For at least two minutes, the TSA officer at Dallas/Fort Worth International Airport gives the boy a going-over that just seems a little too thorough.
First, the TSA officer explains to the boy what’s coming. Then the TSA officer, who is wearing blue gloves, moves behind the kid and starts with a search of the kid’s left shoulder. Nothing there. Then the right shoulder. Nothing there, either. The kid’s only wearing a T-shirt after all.
Then the TSA officer runs the back of his gloved hand down the kid’s back four times. Then he runs his hands up and down the kid’s torso on both sides.
Then the TSA officer examines the waistband of the kid’s shorts with the sort of painstaking care a tailor might show while taking in a seam. Then the TSA officer runs the back of his hand down the kid’s buttocks and upper leg on the left side six times or so, with a few on the right side for good measure. Then he wraps his big manly hands around the kid’s hams.
Now it’s time to move around to the front. The TSA officer frisks the kid’s shoulders again – you never know when you’re going to find an armpit bomb. Then down the torso again. Then it’s time to fuss at the waistband some more. Then the TSA officer runs the back of his hands down the front of the kid’s upper leg. More ham-gripping.
Phew. All done. The kindly TSA officer steps away as if the ordeal’s over but – nope, he’s back at the kid’s crotch again.
Take a look, as more than 5 million other people have so far. It looks like the TSA officer’s giving the poor kid a sponge bath, not a pat-down.
“We have been through hell this morning,” the boy’s mother, Jennifer Williamson wrote on Facebook. Williamson, who did not give her son’s age, said she had asked the TSA treat him in a way that would not aggravate his disability, known as a sensory processing disorder.
“He set off NO alarms,” Williamson writes on her Facebook page. “He physically did not alarm at all during screening, he passed through the detector just fine. He is still several hours later saying ‘I don’t know what I did. What did I do?’”
She didn’t respond to a request for comment made through Facebook. In her posting, however, she said her son’s screening took so long they missed their flight.
“I am livid,” Williamson writes. “I wish I had taped the entire interchange because it was horrifying.”
The TSA said it was just following orders.
“TSA allows for a pat-down of a teenage passenger, and in this case, all approved procedures were followed to resolve an alarm of the passenger’s laptop,” spokeswoman Lisa Farbstein said in an email. “The video shows a male TSA officer explaining the procedure to the passenger, who fully cooperates. Afterward, the TSA officer was instructed by his supervisor, who was observing, to complete the final step of the screening process.

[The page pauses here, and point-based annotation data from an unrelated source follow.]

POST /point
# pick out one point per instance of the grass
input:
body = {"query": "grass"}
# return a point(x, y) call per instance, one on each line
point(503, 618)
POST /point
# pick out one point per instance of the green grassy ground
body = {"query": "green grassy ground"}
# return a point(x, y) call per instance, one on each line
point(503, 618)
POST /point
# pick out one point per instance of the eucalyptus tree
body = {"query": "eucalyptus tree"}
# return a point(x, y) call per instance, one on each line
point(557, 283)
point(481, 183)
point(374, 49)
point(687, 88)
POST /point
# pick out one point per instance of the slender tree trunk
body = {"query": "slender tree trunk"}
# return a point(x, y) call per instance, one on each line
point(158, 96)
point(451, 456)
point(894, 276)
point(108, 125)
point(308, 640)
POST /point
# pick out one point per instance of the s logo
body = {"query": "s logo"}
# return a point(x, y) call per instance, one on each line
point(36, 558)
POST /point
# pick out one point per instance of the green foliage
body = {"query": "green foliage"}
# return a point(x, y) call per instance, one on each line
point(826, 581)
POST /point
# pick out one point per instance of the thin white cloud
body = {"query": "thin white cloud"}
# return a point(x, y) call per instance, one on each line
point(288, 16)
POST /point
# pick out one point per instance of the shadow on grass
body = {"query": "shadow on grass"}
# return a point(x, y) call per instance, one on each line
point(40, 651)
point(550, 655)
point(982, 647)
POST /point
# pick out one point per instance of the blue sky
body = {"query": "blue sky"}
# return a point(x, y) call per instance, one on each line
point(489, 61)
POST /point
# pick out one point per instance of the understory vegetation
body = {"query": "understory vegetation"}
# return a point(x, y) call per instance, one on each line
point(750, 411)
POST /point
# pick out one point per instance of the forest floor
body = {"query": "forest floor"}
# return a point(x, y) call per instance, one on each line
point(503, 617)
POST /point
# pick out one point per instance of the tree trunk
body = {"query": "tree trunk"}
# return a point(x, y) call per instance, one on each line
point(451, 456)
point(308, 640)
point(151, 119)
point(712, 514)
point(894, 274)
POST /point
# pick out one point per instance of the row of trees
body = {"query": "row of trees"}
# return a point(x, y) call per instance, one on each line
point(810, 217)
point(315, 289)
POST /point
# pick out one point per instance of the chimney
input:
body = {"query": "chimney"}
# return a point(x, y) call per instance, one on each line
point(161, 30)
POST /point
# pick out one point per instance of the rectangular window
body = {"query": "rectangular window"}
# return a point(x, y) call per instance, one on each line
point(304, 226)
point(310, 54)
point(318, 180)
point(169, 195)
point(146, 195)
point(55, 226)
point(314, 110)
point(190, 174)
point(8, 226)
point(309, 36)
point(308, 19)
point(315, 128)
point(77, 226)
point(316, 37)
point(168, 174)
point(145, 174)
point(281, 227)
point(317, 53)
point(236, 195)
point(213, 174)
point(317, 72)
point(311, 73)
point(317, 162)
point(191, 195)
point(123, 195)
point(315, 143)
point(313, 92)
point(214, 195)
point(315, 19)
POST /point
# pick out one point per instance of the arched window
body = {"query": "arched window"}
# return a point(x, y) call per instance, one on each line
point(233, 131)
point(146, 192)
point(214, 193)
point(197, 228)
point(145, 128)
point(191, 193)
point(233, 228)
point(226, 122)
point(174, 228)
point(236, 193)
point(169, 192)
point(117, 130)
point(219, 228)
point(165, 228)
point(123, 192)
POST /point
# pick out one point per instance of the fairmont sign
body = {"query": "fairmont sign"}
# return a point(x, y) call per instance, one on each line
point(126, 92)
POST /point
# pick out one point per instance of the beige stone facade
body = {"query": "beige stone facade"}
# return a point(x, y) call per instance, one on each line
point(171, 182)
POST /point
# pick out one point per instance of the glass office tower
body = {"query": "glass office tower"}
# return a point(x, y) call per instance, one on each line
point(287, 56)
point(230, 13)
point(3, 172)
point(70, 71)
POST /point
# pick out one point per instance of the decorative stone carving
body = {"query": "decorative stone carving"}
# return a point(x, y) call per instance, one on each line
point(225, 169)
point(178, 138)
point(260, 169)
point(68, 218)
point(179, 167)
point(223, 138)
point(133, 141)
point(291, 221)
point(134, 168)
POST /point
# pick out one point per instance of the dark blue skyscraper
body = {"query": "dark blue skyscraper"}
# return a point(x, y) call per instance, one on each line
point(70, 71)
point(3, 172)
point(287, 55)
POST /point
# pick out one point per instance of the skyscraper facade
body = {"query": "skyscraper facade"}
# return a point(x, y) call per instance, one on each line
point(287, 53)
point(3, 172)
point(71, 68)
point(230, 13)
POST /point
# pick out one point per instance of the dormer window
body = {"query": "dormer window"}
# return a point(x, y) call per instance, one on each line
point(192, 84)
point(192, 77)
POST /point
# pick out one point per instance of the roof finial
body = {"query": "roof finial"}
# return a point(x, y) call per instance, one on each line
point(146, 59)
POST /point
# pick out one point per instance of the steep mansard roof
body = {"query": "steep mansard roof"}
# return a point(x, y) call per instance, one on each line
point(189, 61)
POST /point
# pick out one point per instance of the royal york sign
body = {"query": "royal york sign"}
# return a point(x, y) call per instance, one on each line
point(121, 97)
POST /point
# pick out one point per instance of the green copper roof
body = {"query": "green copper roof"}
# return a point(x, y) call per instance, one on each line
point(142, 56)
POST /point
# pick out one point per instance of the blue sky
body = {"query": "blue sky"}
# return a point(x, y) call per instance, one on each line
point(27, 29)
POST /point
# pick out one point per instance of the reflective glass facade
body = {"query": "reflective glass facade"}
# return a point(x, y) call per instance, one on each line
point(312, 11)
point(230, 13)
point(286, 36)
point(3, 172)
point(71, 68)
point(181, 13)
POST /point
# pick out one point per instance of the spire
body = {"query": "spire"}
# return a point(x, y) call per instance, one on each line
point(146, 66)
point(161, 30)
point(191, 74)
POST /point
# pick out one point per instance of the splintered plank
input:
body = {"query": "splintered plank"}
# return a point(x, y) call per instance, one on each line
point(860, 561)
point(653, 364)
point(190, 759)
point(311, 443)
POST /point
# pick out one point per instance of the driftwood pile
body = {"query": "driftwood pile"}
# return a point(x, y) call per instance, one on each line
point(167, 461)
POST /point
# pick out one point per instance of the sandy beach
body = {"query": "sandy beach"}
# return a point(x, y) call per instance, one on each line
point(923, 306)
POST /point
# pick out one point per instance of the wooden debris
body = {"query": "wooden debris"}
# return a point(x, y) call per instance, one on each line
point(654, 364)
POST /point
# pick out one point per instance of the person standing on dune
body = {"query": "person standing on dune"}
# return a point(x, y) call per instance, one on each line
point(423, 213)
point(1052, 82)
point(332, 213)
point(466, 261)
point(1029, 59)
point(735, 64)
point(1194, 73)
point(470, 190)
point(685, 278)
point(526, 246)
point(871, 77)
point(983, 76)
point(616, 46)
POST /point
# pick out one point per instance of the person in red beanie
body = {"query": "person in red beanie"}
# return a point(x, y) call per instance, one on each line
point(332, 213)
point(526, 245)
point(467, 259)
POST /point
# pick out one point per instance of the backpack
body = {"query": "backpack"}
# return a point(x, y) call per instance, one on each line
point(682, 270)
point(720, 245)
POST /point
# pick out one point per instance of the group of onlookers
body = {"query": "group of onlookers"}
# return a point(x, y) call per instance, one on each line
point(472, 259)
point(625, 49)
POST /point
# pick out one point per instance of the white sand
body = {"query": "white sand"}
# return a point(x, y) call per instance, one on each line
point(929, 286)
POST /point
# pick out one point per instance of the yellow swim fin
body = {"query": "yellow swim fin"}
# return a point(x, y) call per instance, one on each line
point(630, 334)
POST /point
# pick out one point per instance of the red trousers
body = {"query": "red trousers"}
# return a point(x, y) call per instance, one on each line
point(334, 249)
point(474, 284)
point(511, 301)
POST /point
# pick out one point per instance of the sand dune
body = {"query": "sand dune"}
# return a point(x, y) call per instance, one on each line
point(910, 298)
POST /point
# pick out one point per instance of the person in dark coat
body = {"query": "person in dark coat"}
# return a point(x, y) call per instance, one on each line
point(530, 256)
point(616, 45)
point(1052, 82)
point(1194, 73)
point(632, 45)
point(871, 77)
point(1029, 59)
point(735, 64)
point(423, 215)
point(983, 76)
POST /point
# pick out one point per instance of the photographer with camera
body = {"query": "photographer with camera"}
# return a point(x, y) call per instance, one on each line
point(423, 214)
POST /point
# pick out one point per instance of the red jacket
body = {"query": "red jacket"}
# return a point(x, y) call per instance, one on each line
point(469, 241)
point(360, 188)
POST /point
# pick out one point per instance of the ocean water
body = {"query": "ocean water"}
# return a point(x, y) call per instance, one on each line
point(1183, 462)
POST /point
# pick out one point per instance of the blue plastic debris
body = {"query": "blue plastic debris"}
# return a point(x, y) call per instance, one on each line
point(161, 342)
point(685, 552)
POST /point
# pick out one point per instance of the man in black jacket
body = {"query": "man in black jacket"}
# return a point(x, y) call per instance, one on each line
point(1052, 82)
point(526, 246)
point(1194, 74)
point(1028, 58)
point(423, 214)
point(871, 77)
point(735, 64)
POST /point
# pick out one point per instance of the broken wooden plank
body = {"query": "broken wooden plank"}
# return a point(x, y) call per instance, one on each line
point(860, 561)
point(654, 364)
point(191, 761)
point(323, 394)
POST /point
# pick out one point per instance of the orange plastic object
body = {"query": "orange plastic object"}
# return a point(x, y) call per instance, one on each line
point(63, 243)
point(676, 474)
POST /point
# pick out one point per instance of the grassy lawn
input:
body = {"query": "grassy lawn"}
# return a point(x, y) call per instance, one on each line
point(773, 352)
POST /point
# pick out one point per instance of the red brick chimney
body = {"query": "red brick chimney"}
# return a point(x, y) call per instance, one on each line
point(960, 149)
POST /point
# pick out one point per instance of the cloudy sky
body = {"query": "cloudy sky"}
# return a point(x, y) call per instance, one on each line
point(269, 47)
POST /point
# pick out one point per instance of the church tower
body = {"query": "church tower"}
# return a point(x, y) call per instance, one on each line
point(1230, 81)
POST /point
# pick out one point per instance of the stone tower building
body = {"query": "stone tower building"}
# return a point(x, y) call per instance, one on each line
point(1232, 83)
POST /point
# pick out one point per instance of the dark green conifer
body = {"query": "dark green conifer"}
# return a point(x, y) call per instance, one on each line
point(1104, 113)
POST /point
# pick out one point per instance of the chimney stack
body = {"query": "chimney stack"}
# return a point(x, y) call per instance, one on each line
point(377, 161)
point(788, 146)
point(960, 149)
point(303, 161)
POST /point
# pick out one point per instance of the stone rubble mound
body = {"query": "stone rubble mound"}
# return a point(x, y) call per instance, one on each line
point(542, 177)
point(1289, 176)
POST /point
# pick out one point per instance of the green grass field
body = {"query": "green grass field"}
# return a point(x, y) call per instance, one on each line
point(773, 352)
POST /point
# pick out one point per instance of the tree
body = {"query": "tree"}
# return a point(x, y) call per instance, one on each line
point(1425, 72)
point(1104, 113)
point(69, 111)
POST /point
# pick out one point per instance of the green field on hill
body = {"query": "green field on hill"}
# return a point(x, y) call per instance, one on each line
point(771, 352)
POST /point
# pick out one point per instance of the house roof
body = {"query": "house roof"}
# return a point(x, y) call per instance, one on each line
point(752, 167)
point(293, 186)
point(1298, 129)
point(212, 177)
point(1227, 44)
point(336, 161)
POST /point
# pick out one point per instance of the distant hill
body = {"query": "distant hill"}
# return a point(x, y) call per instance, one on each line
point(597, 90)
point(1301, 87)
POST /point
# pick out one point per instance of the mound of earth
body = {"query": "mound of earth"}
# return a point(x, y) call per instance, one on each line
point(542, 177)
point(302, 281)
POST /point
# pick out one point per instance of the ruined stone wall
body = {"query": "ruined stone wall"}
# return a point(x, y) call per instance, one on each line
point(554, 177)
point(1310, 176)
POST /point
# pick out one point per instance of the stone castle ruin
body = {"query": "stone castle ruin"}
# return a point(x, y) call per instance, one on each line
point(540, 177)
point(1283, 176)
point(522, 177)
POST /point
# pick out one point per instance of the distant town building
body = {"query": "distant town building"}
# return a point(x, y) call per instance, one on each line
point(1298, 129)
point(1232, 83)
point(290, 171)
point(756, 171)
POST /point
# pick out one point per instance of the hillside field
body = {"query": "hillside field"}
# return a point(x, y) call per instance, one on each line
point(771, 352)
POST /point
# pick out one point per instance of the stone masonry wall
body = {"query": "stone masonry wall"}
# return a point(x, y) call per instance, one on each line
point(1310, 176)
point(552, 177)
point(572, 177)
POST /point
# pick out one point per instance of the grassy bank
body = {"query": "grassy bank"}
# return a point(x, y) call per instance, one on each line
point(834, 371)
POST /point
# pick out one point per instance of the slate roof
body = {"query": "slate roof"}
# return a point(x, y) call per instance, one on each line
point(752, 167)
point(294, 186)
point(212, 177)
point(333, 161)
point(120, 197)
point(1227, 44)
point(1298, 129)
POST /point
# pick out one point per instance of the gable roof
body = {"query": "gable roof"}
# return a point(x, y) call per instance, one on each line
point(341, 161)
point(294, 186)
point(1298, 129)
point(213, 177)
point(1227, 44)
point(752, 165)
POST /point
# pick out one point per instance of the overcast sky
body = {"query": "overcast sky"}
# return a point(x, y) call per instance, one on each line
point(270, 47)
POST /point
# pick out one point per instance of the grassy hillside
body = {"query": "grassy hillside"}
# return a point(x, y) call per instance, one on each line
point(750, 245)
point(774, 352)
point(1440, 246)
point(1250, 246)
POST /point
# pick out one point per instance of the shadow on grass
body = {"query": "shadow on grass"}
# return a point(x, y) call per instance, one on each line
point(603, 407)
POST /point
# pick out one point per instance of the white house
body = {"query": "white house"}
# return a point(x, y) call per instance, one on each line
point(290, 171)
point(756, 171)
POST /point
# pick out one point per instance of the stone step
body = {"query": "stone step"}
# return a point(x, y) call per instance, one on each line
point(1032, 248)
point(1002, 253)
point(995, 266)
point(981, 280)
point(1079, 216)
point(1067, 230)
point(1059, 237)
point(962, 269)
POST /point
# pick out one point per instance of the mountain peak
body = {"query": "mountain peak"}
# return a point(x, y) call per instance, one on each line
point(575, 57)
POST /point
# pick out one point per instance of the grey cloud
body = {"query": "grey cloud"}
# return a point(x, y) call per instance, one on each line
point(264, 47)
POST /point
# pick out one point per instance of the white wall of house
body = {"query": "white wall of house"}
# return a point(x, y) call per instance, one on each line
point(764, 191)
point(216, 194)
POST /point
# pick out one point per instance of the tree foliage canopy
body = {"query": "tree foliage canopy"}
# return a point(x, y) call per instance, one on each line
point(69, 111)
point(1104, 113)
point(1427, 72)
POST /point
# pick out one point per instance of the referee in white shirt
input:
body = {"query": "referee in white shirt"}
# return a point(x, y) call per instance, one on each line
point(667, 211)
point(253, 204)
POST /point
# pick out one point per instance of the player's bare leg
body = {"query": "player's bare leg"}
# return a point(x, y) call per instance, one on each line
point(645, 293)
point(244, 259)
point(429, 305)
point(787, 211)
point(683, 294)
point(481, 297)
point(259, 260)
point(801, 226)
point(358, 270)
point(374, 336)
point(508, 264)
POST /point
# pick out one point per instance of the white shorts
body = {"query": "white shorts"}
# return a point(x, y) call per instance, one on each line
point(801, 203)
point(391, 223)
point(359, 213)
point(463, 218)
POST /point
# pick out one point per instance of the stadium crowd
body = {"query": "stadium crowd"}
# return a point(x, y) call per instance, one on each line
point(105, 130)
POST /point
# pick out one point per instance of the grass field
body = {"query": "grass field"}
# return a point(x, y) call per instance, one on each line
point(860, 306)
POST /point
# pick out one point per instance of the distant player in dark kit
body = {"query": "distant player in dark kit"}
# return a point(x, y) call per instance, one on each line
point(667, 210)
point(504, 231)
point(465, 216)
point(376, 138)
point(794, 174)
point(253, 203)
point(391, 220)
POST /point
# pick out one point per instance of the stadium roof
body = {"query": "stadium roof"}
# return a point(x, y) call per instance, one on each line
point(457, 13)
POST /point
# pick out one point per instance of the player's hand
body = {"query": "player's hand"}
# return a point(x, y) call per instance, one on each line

“In total, the pat-down took approximately two minutes, and was observed by the mother and two police officers who were called to mitigate the concerns of the mother. The passengers were at the checkpoint for approximately 45 minutes, which included the time it took to discuss screening procedures with the mother and to screen three carry-on items that required further inspection.”
No word on what sort of pat-down the laptop received.
Look, we get it. Terrorists are trying to defeat airport security anyplace they can, and the TSA can’t afford to be wrong even once. But this kid’s mother is right: the slow-hand Texas pat-down of a scared kid was over the top.